As I said,” Melissa overrode James’ qualification, “thankfully, Caroline did the negotiating, not you.”

James decided his coffee had cooled off enough, so he took a sip. As he did so, Melissa went on to say: “But, just as you guessed, there’s more to it than just the medical angle. There are also what you might call the political and doctrinal issues.”

Nichols raised an eyebrow. “Meaning…”

“Meaning that Descartes is still a Catholic even if he’s not what you’d call an orthodox one. That’s the reason that he suppressed years of his work in the universe we came from, after the church condemned Galileo.”

“But—”

“The church didn’t condemn Galileo in this universe, thanks largely to the fact that Larry Mazzare defended Galileo at his trial.” Melissa looked very smug, right then. “That would be the same Larry Mazzare, Caroline pointed out to Descartes, who is now the Cardinal-Protector of the USE.”

“Not according to Cardinal Borja,” said James. “And the pope who appointed Larry to that position got murdered a little while ago.”

“Pfah. Descartes’ unorthodoxy stretches plenty far enough that he’s got no use at all for Borja and his pack of thugs. He’s an adherent of the Urbanite faction in the church. And he very much liked the idea of having Mazzare as the one overseeing his work from a doctrinal angle. He’s already started talking to printers about publishing his new work. He builds on all of the philosophy of the last three hundred years, and is supposedly taking it in new directions . He is calling it Le Nouveau Monde.”

She chuckled again.

“What do you find so amusing?”

“To me, the funniest part about the whole thing is the photograph that Kristina insisted on having taken after the negotiations were done. Litsa’s freelancer photographer did it, and Kristina’s planning to have it framed and hung up in the palace. Fuchs is really a good photographer, I’m told, and I figure that framed photo is bound to wind up eventually on the wall of a museum somewhere.”

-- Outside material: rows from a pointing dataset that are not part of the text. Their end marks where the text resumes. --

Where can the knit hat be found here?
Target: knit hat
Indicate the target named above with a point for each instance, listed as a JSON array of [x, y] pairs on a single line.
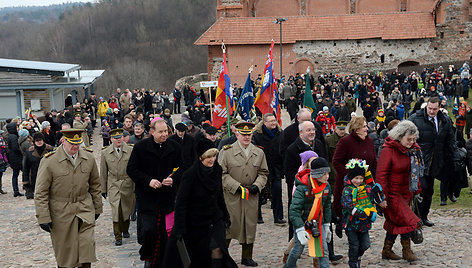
[[356, 167], [23, 133], [319, 167], [204, 145], [38, 136], [306, 155]]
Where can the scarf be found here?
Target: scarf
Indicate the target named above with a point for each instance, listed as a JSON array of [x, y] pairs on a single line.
[[416, 167], [270, 133]]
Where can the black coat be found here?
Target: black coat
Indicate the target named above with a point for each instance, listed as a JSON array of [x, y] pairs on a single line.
[[15, 158], [291, 133], [292, 159], [150, 160], [189, 153], [434, 145], [200, 214]]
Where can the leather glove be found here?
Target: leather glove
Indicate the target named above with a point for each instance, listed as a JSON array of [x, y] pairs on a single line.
[[46, 226], [302, 236], [253, 189], [329, 234]]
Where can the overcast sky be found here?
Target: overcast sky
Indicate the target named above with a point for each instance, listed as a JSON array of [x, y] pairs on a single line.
[[16, 3]]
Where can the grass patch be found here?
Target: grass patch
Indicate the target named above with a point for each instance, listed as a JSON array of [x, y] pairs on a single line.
[[464, 201]]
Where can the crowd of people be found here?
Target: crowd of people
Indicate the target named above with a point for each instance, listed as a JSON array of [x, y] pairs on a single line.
[[192, 184]]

“You’re probably right. But so what?”

Melissa grinned. “The picture shows Kristina perched atop her favorite horse with Descartes—looking none too pleased about it, let me tell you—standing in front of the critter and holding the reins.”

“I still don’t—oh.” James grinned also.

“Exactly. I’m sure Kristina’s planning to title it something like ‘The Princess and the Philosopher.’ And that’ll stick, in German or Amideutsch. But in English?”

James laughed out loud. “It’ll be Descartes Before the Horse. What else?”